The Indianapolis Museum of Art is filled with amazing pieces of work. I know that because I’ve been here, a lot. In fact, a lot of people who have never been to the IMA know it’s filled with amazing works. Our challenge isn’t convincing the public there is art here; it’s convincing people there is art relevant to them here.
Meg Liffick is the Assistant Director of Public Affairs here at the IMA. Meg and her team tightrope a difficult role between the curator and the museum-goer. The curator, as I understand it, is the head-of-household in the gallery and the coming/going/hopefully staying artwork is his or her children. It’s the curator’s job to know the artwork inside and out. It’s Meg’s and her teammates’ job to translate that expertise to a viewer who doesn’t know anything about the artwork or any artwork for that matter.
So how do they do it? How can someone be motivated to come to an art museum? Well, they have a few tricks up their sleeve. Hard Truths: The Art of Thornton Dial is our most recent exhibition/huge marketing undertaking. Dial is an extremely bold artist. You won’t find political, social or historical commentary listed as any of the many materials Dial employs in his art, but they’re there. Because Dial’s work embodies such strong emotions, it’s the very kind of art some people are afraid of. It can make you uncomfortable—not because it’s vulgar or offensive–but because you might not know how to feel at first. We’re used to the art of the snap judgment, not the art of the deeply expressive Alabama welder.
All of our marketing materials (brochures, posters, radio spots, etc.) are designed here. “We do everything in-house. Everything. That’s what’s special about the IMA—we all collaborate, no one does anything alone.” says Meg.
The marketing around the city for Hard Truths pushes the story or experience of the exhibition and Dial, himself. Meg explains, “Once they’re on-site we allow people to form their own perspective, but we need to give people a reason to come initially. We wanted to communicate that these works were largely 3-D.”
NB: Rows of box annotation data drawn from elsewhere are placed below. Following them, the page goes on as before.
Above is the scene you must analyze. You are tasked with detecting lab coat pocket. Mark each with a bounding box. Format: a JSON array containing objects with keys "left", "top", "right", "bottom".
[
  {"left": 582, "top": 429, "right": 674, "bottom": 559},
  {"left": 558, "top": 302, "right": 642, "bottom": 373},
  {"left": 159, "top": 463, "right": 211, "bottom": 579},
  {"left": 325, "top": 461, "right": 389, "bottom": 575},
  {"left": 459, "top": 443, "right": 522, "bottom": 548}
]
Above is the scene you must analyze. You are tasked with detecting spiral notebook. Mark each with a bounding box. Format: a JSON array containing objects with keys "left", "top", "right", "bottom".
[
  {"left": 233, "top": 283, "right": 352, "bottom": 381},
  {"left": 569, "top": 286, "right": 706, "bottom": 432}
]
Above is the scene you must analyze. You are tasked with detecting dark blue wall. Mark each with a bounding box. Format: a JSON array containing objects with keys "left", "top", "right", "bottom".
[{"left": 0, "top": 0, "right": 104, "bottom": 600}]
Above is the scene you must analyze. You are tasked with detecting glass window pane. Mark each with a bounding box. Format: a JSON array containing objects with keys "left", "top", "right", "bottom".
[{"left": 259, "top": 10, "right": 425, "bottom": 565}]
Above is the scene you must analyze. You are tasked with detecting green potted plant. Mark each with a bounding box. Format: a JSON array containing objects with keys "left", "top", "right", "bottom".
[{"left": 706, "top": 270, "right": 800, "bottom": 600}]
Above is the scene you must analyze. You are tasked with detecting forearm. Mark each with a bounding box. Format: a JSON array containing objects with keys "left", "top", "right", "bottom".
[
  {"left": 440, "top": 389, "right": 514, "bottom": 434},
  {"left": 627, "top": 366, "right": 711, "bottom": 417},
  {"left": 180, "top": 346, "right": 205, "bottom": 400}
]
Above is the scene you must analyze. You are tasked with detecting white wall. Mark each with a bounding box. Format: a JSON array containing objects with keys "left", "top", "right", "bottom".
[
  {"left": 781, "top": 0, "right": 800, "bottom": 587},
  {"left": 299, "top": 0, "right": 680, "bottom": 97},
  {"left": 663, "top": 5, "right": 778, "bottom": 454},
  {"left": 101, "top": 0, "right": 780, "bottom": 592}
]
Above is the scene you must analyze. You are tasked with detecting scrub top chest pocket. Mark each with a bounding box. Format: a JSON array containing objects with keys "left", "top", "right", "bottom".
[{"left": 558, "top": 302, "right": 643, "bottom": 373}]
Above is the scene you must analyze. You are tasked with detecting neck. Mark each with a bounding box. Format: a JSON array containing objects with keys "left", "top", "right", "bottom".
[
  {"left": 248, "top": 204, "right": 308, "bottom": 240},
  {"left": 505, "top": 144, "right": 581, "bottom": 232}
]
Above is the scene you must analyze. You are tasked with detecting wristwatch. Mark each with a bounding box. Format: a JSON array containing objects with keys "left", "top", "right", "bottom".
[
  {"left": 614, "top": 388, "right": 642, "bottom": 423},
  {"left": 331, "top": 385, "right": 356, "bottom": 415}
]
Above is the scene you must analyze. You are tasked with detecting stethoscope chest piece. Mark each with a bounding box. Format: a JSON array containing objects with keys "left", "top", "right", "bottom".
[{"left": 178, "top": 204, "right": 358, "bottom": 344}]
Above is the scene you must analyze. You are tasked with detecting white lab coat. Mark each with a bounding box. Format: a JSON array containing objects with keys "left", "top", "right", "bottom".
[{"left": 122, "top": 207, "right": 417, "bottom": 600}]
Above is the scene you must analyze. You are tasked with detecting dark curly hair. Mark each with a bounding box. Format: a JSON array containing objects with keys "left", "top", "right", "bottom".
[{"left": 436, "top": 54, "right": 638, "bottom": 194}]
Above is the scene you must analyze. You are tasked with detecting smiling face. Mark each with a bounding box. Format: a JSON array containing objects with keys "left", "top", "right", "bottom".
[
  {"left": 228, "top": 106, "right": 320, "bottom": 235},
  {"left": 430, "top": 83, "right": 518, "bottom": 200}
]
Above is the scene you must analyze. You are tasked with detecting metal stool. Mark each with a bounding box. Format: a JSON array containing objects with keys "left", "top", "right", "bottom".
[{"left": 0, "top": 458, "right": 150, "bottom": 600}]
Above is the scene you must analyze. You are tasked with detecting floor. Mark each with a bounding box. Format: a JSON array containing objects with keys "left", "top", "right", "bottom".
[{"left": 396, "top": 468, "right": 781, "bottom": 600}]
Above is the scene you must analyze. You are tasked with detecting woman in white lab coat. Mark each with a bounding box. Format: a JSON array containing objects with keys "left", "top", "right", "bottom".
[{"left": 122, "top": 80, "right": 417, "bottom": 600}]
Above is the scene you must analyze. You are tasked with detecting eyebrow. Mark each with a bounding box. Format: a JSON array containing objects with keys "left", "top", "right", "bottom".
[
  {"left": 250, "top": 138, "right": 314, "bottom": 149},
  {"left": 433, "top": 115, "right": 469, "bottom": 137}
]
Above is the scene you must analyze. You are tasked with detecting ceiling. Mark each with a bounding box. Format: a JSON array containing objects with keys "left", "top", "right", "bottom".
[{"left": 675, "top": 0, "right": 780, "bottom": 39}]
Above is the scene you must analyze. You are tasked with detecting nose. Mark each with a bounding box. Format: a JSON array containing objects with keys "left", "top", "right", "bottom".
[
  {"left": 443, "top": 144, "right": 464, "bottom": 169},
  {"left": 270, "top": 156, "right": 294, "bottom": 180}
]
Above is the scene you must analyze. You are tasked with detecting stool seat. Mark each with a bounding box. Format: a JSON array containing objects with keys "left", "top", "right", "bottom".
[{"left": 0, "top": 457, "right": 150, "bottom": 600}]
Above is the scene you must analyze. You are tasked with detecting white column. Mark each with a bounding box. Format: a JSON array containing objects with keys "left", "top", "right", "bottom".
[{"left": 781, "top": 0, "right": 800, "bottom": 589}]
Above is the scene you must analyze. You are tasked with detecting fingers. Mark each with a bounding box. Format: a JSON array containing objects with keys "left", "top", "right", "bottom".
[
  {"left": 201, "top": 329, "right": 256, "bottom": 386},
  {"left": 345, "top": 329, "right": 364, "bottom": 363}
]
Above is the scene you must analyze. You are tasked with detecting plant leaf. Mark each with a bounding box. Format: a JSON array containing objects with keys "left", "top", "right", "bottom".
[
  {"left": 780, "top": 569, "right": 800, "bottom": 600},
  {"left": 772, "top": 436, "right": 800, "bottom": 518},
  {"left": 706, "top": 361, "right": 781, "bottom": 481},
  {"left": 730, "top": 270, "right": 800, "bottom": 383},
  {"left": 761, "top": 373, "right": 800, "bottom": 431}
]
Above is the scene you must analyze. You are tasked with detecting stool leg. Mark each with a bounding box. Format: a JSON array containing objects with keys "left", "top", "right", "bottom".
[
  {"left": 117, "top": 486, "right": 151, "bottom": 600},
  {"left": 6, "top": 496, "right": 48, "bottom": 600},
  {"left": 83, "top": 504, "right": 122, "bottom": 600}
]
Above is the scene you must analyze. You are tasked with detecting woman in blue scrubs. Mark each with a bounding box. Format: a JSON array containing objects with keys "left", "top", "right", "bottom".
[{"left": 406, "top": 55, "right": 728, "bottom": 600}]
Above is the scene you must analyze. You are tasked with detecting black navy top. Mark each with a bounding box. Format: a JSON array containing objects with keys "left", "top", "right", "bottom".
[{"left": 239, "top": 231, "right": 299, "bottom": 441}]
The people involved with the IMA’s marketing have to create a way to honor and advertise the art, however, most – if not all of them – don’t have formal art history training. Meg explains, “We don’t have art backgrounds, but we can communicate passion.” This exhibit is a completely different experience; one that not everyone would jump at initially. But it’s still relevant. It’s important to have some surprises in life, to (as our radio spots encourage) “Be amazed.” “Be inspired.” I think Meg says it best, “Museums are here to fulfill the need that you have of finding spirituality, creativity and inspiration.”